Parallel Collapse

cf-python scripts may be run in parallel using mpirun and any calls to collapse will be parallelised. This requires the mpi4py module to be installed. Only calls to collapse will be parallelised. Other methods are not yet parallelised. This is an experimental feature and is not recommended for operational use.

Installing mpi4py with conda

To install mpi4py with conda type:

$ conda install mpi4py

This also installs the mpich implementation of MPI. To install MPI 3 rather than 2 type:

$ conda install -c conda-forge mpi4py

It is planned to use MPI 3 features in future versions of cf-python.

If you are using another version of Python other than Anaconda you will need to install either mpich or openmpi and mpi4py.

Note that if you are using regridding in a parallel script ESMF must be compiled without parallel support.

Running a cf-python script in parallel

To use a cf-python script in parallel with 2 processors type:

$ mpirun -n 2 python name_of_script.py

To use more processors increase the number after n.
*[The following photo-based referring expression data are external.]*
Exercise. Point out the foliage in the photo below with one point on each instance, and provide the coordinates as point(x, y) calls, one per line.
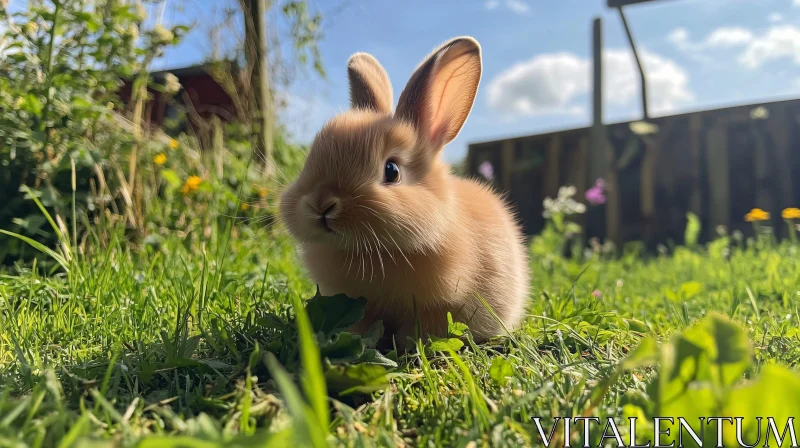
point(61, 68)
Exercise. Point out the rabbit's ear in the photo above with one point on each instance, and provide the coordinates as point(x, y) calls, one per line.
point(438, 98)
point(369, 84)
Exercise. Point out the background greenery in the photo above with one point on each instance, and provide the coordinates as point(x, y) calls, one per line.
point(148, 298)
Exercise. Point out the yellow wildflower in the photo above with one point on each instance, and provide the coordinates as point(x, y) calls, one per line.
point(756, 214)
point(191, 184)
point(791, 213)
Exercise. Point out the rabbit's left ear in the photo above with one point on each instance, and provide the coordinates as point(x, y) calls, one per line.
point(439, 96)
point(370, 87)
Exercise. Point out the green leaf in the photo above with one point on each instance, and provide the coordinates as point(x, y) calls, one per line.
point(645, 354)
point(343, 347)
point(335, 313)
point(372, 356)
point(501, 370)
point(361, 378)
point(690, 289)
point(692, 230)
point(445, 344)
point(455, 328)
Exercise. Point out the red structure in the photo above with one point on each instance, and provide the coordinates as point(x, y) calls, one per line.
point(200, 97)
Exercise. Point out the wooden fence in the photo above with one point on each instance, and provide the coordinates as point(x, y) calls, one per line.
point(717, 164)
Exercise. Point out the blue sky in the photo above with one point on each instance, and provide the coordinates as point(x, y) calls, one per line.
point(698, 54)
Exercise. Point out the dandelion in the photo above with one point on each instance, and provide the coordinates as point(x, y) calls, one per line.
point(486, 170)
point(759, 113)
point(756, 214)
point(171, 84)
point(791, 213)
point(192, 183)
point(596, 195)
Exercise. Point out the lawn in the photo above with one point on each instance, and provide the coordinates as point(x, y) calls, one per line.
point(195, 341)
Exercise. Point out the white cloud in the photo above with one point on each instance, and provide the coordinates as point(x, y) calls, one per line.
point(724, 37)
point(728, 37)
point(679, 37)
point(775, 17)
point(550, 84)
point(667, 82)
point(782, 41)
point(517, 6)
point(546, 84)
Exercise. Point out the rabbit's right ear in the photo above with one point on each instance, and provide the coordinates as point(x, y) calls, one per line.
point(369, 84)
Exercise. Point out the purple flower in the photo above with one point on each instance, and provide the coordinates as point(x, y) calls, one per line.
point(597, 195)
point(486, 170)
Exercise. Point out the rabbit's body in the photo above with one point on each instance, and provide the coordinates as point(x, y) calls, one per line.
point(378, 214)
point(484, 258)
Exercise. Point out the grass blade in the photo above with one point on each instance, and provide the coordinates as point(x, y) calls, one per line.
point(40, 247)
point(312, 379)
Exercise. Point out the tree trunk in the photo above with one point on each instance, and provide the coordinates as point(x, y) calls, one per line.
point(255, 17)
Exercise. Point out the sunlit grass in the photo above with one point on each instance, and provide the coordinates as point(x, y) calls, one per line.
point(176, 339)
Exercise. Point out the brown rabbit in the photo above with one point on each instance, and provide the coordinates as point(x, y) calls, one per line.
point(378, 214)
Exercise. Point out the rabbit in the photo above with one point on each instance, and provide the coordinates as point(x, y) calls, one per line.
point(377, 213)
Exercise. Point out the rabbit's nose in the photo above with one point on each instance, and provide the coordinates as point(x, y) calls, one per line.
point(328, 210)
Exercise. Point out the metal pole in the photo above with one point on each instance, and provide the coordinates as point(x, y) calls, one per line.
point(597, 158)
point(638, 63)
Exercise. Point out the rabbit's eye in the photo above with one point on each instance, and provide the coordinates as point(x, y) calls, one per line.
point(391, 173)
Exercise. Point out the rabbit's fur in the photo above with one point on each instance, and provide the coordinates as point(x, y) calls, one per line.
point(429, 243)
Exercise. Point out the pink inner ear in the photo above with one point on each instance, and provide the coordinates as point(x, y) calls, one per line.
point(438, 132)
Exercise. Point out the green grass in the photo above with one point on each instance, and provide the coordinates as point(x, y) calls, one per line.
point(177, 345)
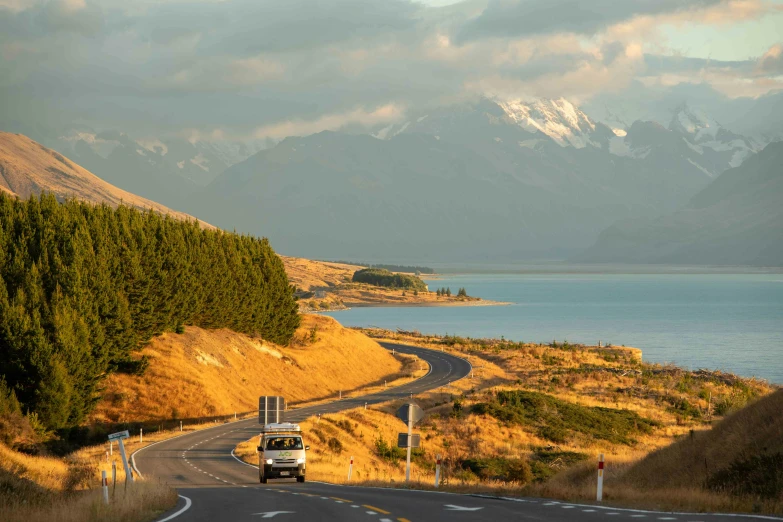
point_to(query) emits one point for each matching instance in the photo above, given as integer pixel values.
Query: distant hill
(27, 167)
(735, 220)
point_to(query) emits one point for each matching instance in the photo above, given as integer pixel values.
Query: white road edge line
(178, 513)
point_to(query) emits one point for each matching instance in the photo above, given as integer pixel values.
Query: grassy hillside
(326, 285)
(533, 419)
(43, 489)
(200, 373)
(740, 454)
(83, 287)
(28, 168)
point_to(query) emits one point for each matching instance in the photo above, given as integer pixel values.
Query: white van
(281, 452)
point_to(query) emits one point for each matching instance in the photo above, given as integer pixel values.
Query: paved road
(215, 486)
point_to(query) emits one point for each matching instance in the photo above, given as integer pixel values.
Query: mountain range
(482, 181)
(28, 168)
(735, 220)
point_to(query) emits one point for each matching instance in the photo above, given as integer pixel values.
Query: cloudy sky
(250, 69)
We would expect this to work across multiple nodes as well as on a single node, although the use of memory may not be optimal. If using across multiple nodes cf.TEMPDIR must be set to a shared location.

If you get an error gethostbyname failed you could consider adding the following line to /etc/hosts:

127.0.0.1 computername

where computername is the name of your machine.
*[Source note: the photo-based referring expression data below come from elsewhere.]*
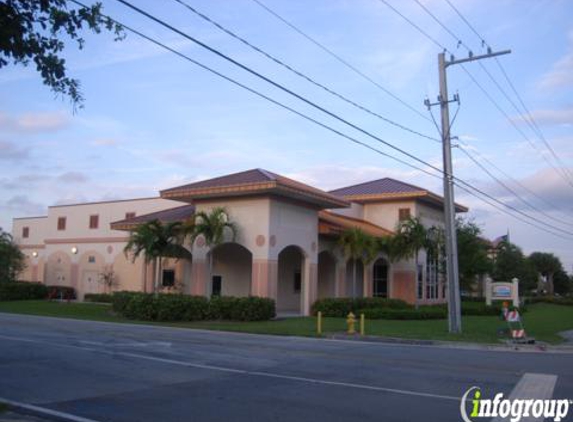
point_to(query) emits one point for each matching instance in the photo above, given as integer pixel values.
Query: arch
(91, 266)
(232, 270)
(291, 279)
(326, 275)
(58, 269)
(354, 286)
(380, 278)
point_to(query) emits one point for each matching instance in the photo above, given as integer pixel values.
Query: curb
(43, 412)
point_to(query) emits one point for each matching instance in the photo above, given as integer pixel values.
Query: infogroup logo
(511, 409)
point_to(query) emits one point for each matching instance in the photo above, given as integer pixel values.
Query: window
(94, 221)
(380, 279)
(403, 214)
(432, 276)
(217, 285)
(61, 223)
(297, 282)
(168, 278)
(420, 282)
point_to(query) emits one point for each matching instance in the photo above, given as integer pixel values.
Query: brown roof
(388, 189)
(330, 223)
(166, 216)
(254, 182)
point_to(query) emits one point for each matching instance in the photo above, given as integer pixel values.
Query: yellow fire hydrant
(351, 323)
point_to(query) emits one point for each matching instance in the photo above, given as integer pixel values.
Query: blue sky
(152, 120)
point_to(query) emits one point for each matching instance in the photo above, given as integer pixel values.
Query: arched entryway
(326, 275)
(290, 280)
(232, 270)
(354, 278)
(380, 278)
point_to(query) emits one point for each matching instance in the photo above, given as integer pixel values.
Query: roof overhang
(313, 197)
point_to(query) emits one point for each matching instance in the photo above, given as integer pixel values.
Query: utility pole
(452, 271)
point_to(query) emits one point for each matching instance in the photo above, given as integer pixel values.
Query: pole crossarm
(473, 58)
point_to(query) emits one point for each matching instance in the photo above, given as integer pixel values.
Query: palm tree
(411, 237)
(213, 226)
(357, 245)
(156, 240)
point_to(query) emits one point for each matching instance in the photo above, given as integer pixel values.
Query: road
(130, 373)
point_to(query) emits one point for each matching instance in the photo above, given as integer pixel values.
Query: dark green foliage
(34, 31)
(17, 290)
(423, 312)
(178, 307)
(98, 297)
(565, 301)
(473, 257)
(12, 260)
(61, 292)
(341, 307)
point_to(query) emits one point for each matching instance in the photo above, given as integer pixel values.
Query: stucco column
(367, 287)
(309, 285)
(199, 272)
(264, 278)
(340, 286)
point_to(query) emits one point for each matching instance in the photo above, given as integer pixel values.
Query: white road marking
(43, 411)
(245, 371)
(532, 386)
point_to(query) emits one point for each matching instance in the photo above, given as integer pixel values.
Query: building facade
(286, 247)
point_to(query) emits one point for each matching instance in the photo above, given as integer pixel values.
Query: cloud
(9, 151)
(21, 205)
(73, 177)
(561, 73)
(34, 122)
(562, 116)
(105, 142)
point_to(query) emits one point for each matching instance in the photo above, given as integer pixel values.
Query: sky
(152, 120)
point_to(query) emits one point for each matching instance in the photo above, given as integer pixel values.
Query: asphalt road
(116, 372)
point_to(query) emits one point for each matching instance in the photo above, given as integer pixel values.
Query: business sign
(501, 291)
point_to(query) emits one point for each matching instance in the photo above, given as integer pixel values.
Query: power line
(339, 59)
(301, 74)
(525, 113)
(465, 186)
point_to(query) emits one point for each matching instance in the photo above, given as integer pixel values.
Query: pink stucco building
(286, 247)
Optimising a parallel collapse operation

There are three possible modes of optimisation, which can be set in your script using cf.COLLAPSE_PARALLEL_MODE:

  1. This attempts to maximise parallelism, possibly at the expense of extra communication. This is the default mode.
  2. This minimises communication, possibly at the expense of the degree of parallelism. If collapse is running slower than you would expect, you can try changing to mode 1 to see if this improves performance. This is only likely to work if the output of collapse will be a sizeable array, not a single point.
  3. This is here for debugging purposes, but we would expect this to maximise communication possibly at the expense of parallelism. The use of this mode is, therefore, not recommended.

Calling cf.COLLAPSE_PARALLEL_MODE with no arguments returns the current value, otherwise the value prior to the change is returned.

Examples:
>>> cf.COLLAPSE_PARALLEL_MODE()
0
>>> cf.COLLAPSE_PARALLEL_MODE(1)
0
>>> cf.COLLAPSE_PARALLEL_MODE()
1

The parallelism is based on partitions created by LAMA and will be affected by the size and number of those partitions. The size of the partitions can be changed by calling cf.CHUNKSIZE before reading a file.